The market for manga is huge — about 2 billion manga are sold every year. By definition, manga originates from Japan; however, it’s also one of the fastest-growing areas of comic books and narrative fiction in other parts of the world. Wouldn’t an automated manga translator come in handy for this flourishing network of fans?!
Unfortunately for non-Japanese reading manga lovers like me, they take time to be translated from Japanese and made available elsewhere in the world. I have more than once wished there was an easier way of getting the rough meaning of a manga than typing every sentence by hand and feeding it to an online translator. In fact, when I started the project, I wondered why there was no open source framework that already existed for this purpose.
That’s why, for my internship in the R&D Ecosystem team at Dataiku, I chose to work on making an automated manga translator with Dataiku DSS. This blog post unpacks the challenges I encountered with this project, the work I was able to do in just two months, plus key learnings and takeaways that can be interesting for others working on similar projects.

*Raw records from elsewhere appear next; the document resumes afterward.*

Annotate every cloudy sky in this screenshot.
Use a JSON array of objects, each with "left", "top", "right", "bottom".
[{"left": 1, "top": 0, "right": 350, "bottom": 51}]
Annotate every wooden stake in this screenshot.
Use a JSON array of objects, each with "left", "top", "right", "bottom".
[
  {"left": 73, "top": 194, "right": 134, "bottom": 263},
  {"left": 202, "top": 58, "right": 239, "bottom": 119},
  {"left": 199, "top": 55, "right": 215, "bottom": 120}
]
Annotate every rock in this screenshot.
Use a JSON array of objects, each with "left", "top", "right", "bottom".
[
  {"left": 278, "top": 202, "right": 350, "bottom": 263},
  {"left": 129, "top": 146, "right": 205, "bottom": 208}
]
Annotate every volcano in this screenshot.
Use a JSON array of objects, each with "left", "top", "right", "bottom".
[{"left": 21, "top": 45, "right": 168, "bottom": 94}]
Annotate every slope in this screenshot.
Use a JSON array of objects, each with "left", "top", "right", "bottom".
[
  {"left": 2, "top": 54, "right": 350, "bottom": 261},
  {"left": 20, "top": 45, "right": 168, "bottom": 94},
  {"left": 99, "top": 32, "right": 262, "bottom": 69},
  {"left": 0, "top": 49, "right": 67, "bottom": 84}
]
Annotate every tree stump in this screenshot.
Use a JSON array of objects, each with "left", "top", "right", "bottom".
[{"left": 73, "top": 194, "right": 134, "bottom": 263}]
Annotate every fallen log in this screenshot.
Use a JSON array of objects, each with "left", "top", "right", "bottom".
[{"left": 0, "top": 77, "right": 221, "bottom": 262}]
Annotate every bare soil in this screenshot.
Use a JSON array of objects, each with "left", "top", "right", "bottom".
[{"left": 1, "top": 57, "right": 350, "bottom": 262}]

Ultimately, the tool I developed would be most useful as a helper for human translators. They would just have to verify and correct the translations on a dataset that contains both the Japanese text and its translation proposal.
Manga Character Recognition
One of the earliest choices I had to make with this project was which Optical Character Recognition (OCR) engine I would use. I settled on Tesseract because:
- It is arguably the best-performing open source OCR engine solution.
- It is quite stable and maintained by Google.
- It is available a plugin for Dataiku DSS.
I first tested it with default settings on a raw manga, and I quickly understood why I hadn’t found a working translator on GitHub. As you can see below, half of the bubbles were not even detected!
Manga Source: Tomo-chan wa Onnanoko! by Fumita Yanagida
I was not prepared to recreate a whole OCR model in a two-month internship, so I realized that my work was going to be about making life easy for Tesseract. The usual suspect for OCR failures is the image quality, so that’s where I started looking. I built myself a little interface in order to monitor the changes and play with filters:
However, even using multiple image enhancement functions from Pillow and OpenCV, some blocks of text could still not be detected. That's when I found out about a nifty option in Tesseract called “Detect paragraphs,” which changed everything. With this option, all the text could now be detected! Then, another challenge appeared: instead of feeding an entire manga page to Tesseract, I would now need to feed it with text blocks.
Onto the Next Challenge: Text Segmentation
My first idea was to detect the bubbles with their characteristic shape, but I had forgotten how creative mangaka can get when it comes to surrounding dialogues:
After some research I found this open source project, which tackled this specific issue with OpenCV. Instead of looking for bubbles, it looks for the “grid” pattern of text blocks, which are always typed in the same font. At last, the results were quite good with only a few failures, as you can see below:
With text blocks detected, I just had to put the cropped images of each block through the Tesseract OCR plugin, et voilà — I got the text and its location. Here’s what the results look like in Dataiku DSS:
From Blocks to Bubbles
Next, the issue was to find the real bubble that went with the text blocks. The reason is twofold:
- There can be multiple text blocks within the same bubble — separating them would not make sense for the translator, as they share the same context.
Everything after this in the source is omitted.